Fortunately we have many powerful yoga teachings about attachment to help us let go and move on. The good news is they work equally well for children and teachers.
5 Ideas for End of School Year Yoga
- Normalize The Process: In yoga, the Hindu philosophy explains the cycle of Brahma (Creator), Vishnu (Sustainor), Shiva (Destroyer). In Kundalini Yoga we say Sa (Universe) Ta (Life) Na (Death) Ma (Rebirth). In Christianity, Christ died so there could be a resurrection of new life. So many spiritual practices point to teachings on the cycle of life: Endings lead to new beginnings. Bring this to life with a theme about cycles in one of your last yoga classes. Consider using these yoga flows:Growth Cycle: start with a seed (child pose), become a sprout (kneeling with upward hands) then grow up to a plant (mountain pose), the plant creates a flower (standing with upward hands), the flower blossoms and dies (downward dog) which plants a new seed (child pose). The Seasons (warm-up first): Spring (half-wheel/bridge lifts – inhale up, exhale down), summer (from corpse pose come to legs up to 90 degrees or shoulder stand), fall (plow pose), winter (corpse pose).Meditation for Change: If thoughts go to sadness about losing someone, use the “Sa Ta Na Ma” meditation to refocus your mind during these times. Here’s a link to how the Kirtan Kriya Meditation is done. I regularly do this meditation for about six minutes with children.
- Take Care of Unfinished Business: This may be the last time you will see some of the kids so if there is anything you want to share, now is the time. Yogi Bhajan said “I did not come to collect students, but to train teachers.” As teachers we want to build students to be ten times as powerful as ourselves. It’s a final reminder I like to give the kids, be ten times more powerful than I am! That’s how I know I’ve done a good job.The wheels start turning in their young minds when they hear my last instruction to go and teach what they’ve learned. They sit up a little taller and consider who they can teach yoga to. Now their yoga practice doesn’t have to end when my classes end.

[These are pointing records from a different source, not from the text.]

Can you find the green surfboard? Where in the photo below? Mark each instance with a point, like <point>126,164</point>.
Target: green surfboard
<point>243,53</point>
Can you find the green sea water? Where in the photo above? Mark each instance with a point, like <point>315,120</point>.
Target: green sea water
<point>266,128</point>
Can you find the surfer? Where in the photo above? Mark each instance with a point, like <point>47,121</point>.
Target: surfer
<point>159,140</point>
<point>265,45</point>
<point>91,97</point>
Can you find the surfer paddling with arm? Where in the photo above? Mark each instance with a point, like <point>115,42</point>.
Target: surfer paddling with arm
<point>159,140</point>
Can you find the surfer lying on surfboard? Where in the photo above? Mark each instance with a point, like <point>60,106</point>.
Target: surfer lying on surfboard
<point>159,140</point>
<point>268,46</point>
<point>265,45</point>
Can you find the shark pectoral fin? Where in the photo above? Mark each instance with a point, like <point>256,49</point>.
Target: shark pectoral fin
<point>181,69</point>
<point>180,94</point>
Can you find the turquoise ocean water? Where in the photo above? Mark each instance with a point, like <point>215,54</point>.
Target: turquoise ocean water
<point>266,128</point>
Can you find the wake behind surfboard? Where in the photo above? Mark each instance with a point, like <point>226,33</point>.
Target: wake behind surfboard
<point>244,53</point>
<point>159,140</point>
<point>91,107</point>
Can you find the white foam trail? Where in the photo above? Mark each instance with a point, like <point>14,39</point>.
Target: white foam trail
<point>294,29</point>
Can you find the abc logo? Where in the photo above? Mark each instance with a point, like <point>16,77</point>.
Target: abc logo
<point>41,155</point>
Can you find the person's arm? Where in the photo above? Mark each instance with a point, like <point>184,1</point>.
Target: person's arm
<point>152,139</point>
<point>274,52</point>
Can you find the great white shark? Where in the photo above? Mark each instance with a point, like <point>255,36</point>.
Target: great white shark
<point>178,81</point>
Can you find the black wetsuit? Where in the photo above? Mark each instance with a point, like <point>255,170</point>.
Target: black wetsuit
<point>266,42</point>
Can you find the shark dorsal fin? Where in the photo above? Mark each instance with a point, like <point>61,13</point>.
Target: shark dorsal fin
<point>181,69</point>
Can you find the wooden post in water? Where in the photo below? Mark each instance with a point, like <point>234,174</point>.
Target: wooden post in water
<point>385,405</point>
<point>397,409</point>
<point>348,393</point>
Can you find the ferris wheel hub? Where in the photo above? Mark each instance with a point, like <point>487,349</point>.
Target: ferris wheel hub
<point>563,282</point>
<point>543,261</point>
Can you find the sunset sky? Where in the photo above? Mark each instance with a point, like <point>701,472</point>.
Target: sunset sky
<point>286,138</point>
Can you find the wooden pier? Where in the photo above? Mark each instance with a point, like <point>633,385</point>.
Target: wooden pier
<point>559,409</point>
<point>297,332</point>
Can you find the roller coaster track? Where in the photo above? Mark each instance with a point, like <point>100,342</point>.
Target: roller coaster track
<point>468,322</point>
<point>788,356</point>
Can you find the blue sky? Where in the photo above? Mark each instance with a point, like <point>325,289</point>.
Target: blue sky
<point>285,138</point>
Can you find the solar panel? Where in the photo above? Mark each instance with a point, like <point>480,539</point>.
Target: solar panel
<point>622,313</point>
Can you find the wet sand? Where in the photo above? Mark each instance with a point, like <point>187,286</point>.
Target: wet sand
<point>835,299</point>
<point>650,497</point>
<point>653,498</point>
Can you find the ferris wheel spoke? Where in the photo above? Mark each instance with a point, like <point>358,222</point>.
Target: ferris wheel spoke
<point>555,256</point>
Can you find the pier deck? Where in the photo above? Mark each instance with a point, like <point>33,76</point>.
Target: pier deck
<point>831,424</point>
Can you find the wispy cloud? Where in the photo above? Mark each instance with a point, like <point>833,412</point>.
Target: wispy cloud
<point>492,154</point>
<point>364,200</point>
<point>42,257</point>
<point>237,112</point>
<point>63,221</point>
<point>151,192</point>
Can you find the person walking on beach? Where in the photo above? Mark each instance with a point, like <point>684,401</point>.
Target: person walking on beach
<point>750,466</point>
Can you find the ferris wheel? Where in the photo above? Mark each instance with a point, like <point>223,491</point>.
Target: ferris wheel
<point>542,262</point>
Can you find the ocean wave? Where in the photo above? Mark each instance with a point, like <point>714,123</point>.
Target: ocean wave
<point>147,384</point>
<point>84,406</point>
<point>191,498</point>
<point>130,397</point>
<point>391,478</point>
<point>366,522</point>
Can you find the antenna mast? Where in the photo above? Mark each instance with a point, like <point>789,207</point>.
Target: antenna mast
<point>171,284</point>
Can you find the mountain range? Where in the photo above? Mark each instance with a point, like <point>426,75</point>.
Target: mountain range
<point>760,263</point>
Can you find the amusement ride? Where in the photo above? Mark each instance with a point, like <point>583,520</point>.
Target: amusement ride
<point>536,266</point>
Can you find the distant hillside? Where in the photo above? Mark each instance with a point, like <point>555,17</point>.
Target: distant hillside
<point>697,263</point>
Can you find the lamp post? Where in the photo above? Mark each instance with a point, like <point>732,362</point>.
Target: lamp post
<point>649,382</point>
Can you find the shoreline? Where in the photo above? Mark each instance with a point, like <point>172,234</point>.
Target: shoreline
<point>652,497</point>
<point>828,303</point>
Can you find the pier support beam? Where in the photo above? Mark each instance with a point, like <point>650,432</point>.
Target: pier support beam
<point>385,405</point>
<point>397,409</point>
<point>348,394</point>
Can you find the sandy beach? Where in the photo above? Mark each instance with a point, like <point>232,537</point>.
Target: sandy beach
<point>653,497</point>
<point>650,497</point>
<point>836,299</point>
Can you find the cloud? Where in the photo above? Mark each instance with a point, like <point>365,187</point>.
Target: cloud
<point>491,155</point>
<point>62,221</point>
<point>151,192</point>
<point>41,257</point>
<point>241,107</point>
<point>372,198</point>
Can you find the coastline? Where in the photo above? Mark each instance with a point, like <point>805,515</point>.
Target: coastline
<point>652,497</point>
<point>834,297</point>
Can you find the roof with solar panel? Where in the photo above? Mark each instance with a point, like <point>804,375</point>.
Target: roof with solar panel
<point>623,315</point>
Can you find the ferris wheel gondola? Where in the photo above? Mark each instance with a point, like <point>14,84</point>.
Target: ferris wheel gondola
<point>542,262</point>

- Gratitude Circle: Etch out some circle time for each person to say what they are grateful for about yoga and each other. An attitude of gratitude helps us remember all we have instead of crying about what we don’t have.
- Make a Wish and Let It Go: when the three year old I mentioned says “You’re not going yet!?” at the beginning of class, we make a wish and then let it go. Consider giving kids their wish emotionally, “Wouldn’t it be great if we could do yoga together all day. That would be so fun, wouldn’t it?” I recommend you DON’T finish it with, “But we can’t do that” or some other negation of the wish. Just make the wish and let go of it.Then try moving on to listing all the fun things planned for the class, “Now we’ve got our warm-up song, our yoga poses, downward dog, cobra pose… and our meditation. Wow, we’ve got a lot to do together!” I’ve done this for three or four weeks with my little friend and she smiles and gets ready for yoga. By the end of the class she’s satisfied that we’ve completed our routine.When I feel sad, I make a silent wish for the children I’m going to miss, a wish for them to have a happy and healthy future.
- Choose Your Favorite Yoga Poses for Yoga at Home: Since the kids have done yoga all year, they know a lot. For the last class try inviting each child to teach their favorite yoga pose and start by naming their favorite place to do yoga at home. They’ll have a mental picture bringing them one step closer to actually doing yoga at home. Plus it’s fun to hear poses like – upside down on the couch pose or TV watching cobra pose.
You probably won’t be able to do all these in your last class. But you may pick and choose a few of these ideas to make a smooth transition at the end of the school year.
Am I the only sentimental yoga teacher out there?
I doubt it. I’ve met enough yoga teachers to know how open-hearted most of us are. Have you ever grown attached to your students? What are you going to miss about them? Feel free to share your memories, your wishes, or your own tips in the comments because sharing is a great way of processing our feelings and letting go of attachments.
I wish for all of you a smooth transition and a wonderful summer!